Through 8 missions to the ISS, LambdaVision and implementation partner, Space Tango, have developed and validated space-based lab techniques and manufacturing methods. The company has consistently met the goal of manufacturing multiple 200-layer artificial retina thin films in microgravity. The collaborative effort between LambdaVision and Space Tango has led to the completion of a series of proof-of-principle microgravity experiments that have established a foundation for producing artificial retinas using a LEO platform.
The missions have demonstrated reproducible hardware performance in both a terrestrial and microgravity environment, and the CubeLabs have a proven tech stack with good control and automation. Beyond these technical milestones, LambdaVision’s commercialization and good manufacturing practice (GMP) strategies have advanced, demonstrating the feasibility of manufacturing a drug or therapy using a LEO platform. The 9th mission to the ISS will be in Q1 of 2024.
From left to right: Artificial retina thin film development chamber, SpaceTango and LambdaVision CubeLab, Interior of CubeLab containing optimized and automated hardware for layer-by-layer deposition development of LambdaVision’s artificial retina in microgravity.

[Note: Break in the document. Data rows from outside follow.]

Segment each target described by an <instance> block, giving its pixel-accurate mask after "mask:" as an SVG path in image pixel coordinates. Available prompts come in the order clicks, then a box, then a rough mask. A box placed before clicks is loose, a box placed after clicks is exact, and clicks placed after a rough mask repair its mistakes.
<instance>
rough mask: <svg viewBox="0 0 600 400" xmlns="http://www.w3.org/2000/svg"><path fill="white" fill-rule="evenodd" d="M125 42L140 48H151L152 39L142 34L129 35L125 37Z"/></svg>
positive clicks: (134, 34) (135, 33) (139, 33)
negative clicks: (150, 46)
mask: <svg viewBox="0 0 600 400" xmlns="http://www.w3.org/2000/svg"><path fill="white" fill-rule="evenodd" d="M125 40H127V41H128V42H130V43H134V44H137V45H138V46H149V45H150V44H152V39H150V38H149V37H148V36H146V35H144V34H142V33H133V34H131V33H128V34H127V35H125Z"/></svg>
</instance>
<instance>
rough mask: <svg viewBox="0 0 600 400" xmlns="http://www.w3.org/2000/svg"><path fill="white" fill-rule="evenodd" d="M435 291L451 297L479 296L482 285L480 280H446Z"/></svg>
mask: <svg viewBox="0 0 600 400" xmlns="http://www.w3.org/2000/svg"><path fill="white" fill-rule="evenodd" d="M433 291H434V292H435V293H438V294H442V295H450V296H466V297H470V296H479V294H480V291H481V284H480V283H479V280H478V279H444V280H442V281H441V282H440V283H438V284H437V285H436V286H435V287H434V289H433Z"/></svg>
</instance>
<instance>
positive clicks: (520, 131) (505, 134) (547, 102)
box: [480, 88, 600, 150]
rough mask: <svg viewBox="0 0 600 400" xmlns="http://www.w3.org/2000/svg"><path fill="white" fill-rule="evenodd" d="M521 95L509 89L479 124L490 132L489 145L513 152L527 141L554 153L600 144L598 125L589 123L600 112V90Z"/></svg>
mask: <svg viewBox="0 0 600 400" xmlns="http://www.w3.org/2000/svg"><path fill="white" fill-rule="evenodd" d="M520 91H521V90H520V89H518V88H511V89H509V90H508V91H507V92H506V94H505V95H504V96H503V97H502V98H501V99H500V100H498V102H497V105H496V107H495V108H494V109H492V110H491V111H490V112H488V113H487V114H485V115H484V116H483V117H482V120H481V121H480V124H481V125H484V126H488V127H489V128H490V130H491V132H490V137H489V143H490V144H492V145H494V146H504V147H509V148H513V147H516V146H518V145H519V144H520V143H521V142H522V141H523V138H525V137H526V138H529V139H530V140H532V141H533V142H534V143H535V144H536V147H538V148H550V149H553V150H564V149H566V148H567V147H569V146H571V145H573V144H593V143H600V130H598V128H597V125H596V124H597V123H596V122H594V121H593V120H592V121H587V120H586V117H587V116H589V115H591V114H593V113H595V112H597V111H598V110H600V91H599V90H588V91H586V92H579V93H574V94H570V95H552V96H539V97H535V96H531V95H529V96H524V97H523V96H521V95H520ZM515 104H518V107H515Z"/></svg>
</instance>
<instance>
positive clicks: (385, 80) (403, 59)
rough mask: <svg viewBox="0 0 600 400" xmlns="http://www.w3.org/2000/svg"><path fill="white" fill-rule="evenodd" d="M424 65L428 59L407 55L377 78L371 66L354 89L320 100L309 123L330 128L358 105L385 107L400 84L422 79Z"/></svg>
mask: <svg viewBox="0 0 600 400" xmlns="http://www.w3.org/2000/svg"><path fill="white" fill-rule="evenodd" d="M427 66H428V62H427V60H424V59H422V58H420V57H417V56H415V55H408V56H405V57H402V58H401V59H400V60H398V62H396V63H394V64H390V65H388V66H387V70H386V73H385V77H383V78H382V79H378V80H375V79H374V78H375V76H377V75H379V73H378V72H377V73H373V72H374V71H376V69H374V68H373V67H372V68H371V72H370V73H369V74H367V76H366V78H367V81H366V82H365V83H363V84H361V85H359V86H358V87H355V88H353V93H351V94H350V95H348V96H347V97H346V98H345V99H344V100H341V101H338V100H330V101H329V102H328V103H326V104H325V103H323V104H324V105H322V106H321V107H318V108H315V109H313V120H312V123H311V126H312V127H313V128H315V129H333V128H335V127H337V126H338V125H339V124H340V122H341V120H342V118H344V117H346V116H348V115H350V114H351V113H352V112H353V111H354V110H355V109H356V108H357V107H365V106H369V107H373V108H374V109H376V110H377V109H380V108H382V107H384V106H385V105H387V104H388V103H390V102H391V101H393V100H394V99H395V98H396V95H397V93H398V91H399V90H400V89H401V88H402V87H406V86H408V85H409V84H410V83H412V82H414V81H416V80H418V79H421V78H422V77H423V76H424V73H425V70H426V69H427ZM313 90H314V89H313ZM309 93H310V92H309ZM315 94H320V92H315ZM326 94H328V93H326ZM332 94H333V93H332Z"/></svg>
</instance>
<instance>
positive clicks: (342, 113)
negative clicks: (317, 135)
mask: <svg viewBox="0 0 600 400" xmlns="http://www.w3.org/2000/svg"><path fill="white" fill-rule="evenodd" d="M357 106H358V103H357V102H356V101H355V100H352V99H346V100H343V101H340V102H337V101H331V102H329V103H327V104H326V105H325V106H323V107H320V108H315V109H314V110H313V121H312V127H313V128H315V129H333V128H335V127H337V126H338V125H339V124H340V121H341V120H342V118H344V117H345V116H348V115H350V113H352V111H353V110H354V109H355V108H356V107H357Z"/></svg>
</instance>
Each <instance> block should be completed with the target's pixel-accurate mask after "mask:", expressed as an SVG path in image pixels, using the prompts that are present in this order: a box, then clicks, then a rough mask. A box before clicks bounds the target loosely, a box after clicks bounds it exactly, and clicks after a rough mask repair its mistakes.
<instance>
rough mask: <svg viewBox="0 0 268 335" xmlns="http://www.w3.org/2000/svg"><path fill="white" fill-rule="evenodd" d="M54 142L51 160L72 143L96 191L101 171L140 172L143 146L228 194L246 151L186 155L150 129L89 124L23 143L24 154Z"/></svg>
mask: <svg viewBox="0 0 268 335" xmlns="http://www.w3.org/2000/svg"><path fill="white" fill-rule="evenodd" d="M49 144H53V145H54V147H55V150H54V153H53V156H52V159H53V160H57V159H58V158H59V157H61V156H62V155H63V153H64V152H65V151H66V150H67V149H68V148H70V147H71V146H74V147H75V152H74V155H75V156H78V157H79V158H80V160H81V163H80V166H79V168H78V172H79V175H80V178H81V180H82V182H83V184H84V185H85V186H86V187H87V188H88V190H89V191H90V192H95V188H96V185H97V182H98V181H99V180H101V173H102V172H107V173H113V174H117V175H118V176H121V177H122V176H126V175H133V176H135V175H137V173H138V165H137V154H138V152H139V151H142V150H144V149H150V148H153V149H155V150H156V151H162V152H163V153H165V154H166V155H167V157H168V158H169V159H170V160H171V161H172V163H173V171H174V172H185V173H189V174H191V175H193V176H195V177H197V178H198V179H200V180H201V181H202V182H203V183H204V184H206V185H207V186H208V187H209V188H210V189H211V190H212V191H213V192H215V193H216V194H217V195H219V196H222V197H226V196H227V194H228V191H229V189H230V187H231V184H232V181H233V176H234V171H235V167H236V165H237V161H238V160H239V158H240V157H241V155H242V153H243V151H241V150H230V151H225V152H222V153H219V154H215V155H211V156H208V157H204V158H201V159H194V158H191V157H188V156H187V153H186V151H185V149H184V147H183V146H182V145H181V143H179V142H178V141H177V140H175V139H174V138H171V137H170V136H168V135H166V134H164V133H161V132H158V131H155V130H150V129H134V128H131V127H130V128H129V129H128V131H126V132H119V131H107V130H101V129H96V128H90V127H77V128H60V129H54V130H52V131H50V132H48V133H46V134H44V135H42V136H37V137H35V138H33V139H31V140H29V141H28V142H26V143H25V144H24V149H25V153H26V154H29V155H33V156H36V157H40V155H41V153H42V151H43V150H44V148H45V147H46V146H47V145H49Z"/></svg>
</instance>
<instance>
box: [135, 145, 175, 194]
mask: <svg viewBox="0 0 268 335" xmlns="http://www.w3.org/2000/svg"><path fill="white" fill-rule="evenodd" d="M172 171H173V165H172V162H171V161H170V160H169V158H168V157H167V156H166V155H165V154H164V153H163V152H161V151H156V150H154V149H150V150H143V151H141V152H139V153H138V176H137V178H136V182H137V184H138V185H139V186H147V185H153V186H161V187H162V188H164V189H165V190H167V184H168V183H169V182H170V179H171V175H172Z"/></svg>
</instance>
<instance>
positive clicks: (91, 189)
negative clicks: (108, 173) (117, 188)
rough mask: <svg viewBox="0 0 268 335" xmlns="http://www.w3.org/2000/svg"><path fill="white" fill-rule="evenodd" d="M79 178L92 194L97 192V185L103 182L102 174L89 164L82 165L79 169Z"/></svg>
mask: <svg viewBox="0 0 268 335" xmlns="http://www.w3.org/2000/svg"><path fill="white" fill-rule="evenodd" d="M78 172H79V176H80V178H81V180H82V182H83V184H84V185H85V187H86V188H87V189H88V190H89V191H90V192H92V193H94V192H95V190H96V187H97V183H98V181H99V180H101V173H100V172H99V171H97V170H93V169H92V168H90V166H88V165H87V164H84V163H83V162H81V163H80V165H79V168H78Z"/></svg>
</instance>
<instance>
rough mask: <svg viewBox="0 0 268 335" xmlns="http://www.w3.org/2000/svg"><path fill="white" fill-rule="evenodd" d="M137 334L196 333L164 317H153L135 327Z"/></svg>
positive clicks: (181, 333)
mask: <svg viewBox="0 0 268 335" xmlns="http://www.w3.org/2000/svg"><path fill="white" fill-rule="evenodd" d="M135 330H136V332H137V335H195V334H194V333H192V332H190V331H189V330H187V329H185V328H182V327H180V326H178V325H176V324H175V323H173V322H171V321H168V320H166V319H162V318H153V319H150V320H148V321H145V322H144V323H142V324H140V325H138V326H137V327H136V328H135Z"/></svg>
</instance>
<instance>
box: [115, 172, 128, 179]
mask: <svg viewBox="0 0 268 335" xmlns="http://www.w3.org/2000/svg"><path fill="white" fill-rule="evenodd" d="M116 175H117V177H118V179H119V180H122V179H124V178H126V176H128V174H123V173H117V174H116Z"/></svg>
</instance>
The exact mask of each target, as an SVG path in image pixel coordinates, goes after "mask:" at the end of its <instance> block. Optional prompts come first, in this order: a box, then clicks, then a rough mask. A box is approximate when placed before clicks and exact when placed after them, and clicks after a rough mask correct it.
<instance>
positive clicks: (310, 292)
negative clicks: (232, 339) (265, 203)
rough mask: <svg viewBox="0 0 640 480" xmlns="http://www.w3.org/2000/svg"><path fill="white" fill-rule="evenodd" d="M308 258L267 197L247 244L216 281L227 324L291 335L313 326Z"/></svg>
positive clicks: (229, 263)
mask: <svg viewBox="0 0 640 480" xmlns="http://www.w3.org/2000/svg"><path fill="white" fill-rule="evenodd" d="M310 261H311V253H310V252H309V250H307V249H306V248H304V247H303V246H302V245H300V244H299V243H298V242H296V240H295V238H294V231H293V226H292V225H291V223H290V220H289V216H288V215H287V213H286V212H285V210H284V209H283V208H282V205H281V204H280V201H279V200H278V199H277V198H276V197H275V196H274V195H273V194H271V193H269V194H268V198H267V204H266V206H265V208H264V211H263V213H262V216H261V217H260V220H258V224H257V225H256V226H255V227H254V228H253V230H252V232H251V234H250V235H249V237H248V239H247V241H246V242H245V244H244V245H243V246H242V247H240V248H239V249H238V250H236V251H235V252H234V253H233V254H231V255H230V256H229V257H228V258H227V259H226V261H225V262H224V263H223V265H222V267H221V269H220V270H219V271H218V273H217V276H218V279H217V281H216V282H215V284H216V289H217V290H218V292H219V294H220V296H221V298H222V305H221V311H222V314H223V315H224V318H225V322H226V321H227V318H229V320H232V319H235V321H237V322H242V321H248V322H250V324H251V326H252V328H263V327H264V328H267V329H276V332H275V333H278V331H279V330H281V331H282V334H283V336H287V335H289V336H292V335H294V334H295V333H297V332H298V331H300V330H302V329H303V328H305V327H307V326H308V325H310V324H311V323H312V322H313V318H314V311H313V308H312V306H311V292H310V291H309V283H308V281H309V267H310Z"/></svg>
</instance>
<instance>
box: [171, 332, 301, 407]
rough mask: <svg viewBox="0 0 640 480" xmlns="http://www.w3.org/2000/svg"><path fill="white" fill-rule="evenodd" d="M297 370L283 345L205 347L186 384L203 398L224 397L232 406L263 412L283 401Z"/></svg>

Accelerating the process for others in LEO
LambdaVision’s layer-by-layer technology has important commercial potential in microgravity for applications in bacteriorhodopsin-based solutions, as well as in other clinical and technological arenas.
- Artificial Retinas
- Photovoltaic Energy Production
- Optical Pattern Recognition
- Associative Processors/Neural Networks
- Chemical/Environmental Toxin Detection
- Drug Delivery Systems
- Tissue Engineering, Bone Grafts
- Cell Assemblies for Transplantation
- Products Requiring Good Manufacturing Practices
LambdaVision’s commercial efforts in microgravity will demonstrate that it is feasible to manufacture a drug or therapy using a LEO platform. These achievements will inspire new research and commercial product development that will build a thriving LEO economy.